In the summers we always did one of the big Rodgers and Hammerstein musicals. My first summer there we did The Sound of Music. Despite it being my mother’s favorite movie of all time and a hugely popular musical, I’d never seen it. I don’t think I’d seen anything by Rodgers or Hammerstein at that point. I think I knew “Wash That Man Right Out of My Hair” but that was only due to the Clairol commercial.
I had tons of fun working on the show, though. I built my very first staircase, did a lot of painting, stayed up for about 48 hours the nights before the opening, and played Franz, the Butler in it. If you’ve only seen the movie, Franz has a lot more lines in the stage production though he’s really just used to usher people on and off the stage. My lines mostly consisted of me letting someone know they had a telephone call or to announce dinner. I’d come out, say my line, and help bring folks off the stage to set the next scene.
Years later, I was able to visit Salzburg, Austria and see the land where the real von Trapps lived and where all of those iconic scenes from the movie were filmed. It is an absolutely beautiful city with many stunning vistas. We of course pretended to be the children and ran through the gardens, frolicked in the open spaces, and sang our hearts out like all the other tourists there.
I say all this to show just how large a part of my life The Sound of Music has been over the years. It is not my favorite film, or musical, or even Rodgers and Hammerstein show, but it is just lovely and so beautiful to look at. We went to my mother’s the other day and watched the movie together with my daughter. She was a bit too young to really understand most of it but she enjoyed dancing to the music and singing along with all of us. I suspect we’ll be doing that again and again over the years.
I’m not alone in my affection for the musical and the movie, of course. Millions all over the world are just as enchanted with it. The stage version first opened in 1959 but it is the movie that stays with us and it debuted 50 years ago. To celebrate they’ve got a big five-disk Blu-ray Edition. It’s true though that they did a big Blu-ray edition five years ago for the 45th (and will likely do another for the 55th and so on). This one was apparently mastered by scanning the original print negatives in 8K then compressed the to 4K but I’m not sure how much better quality a 50-year-old movie can look. It’s full of extras like sing-alongs, audio commentaries, and a documentary with Julie Andrews returning to Salzburg, but it’s difficult to tell which of these are new and which ones are old.
After a while, the newer and newer editions become less interesting once you’ve got a copy. Sometimes, the new extras make it worth it, depending on how much you love a film, but eventually you just aren’t getting that much more for your buck. I don’t blame the movie companies for trying to squeeze out a few more pennies from their franchises though it is obnoxious they aren’t more up front with the the repackaging of older material. For me and my money, I’ll be adding this version to my wish list as it looks like the best one currently available and since I don’t actually own a copy (I’ve always relied on my mother’s old DVD set) I think I can’t go wrong here.
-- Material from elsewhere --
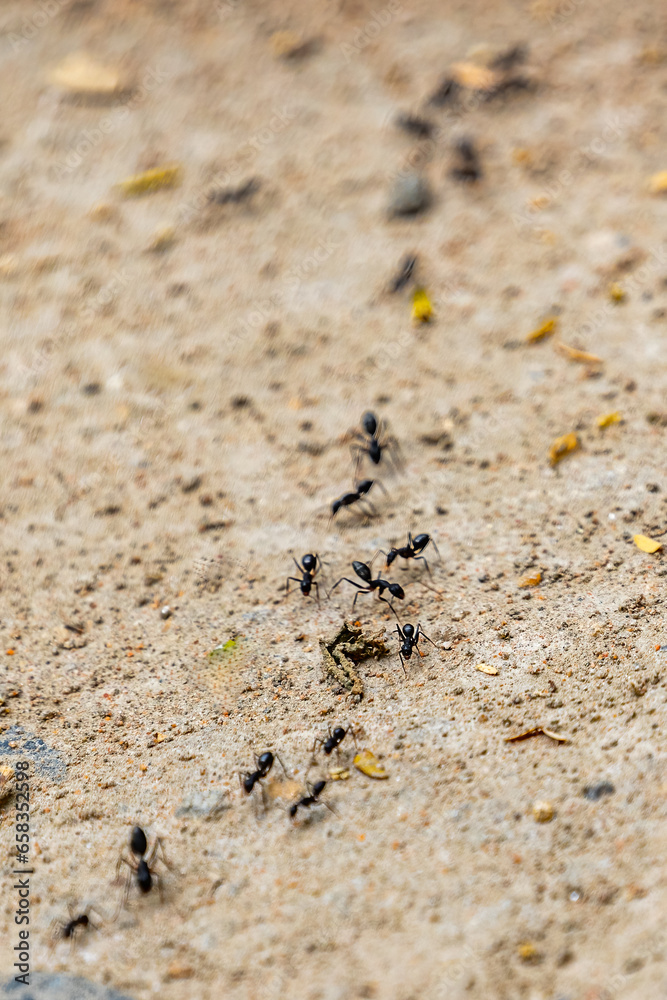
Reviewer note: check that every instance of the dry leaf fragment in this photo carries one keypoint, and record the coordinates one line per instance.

Also out this week that looks interesting:
Night at the Museum: Secret of the Tomb: I’ve not seen any of these films past the first one, but it was harmless enough and I suspect my daughter will enjoy it in a few years. Which means I’ll probably be grabbing them all in a bundle sometime soon.
The Red Tent: A story based upon Biblical characters but whose narrative is mostly new and made up. Normally, I stay away from that sort of thing but this one has Minnie Driver and Iain Glen so color me interested.
WolfCop: Bad, bad movie reviewed really well by Mark Buckingham.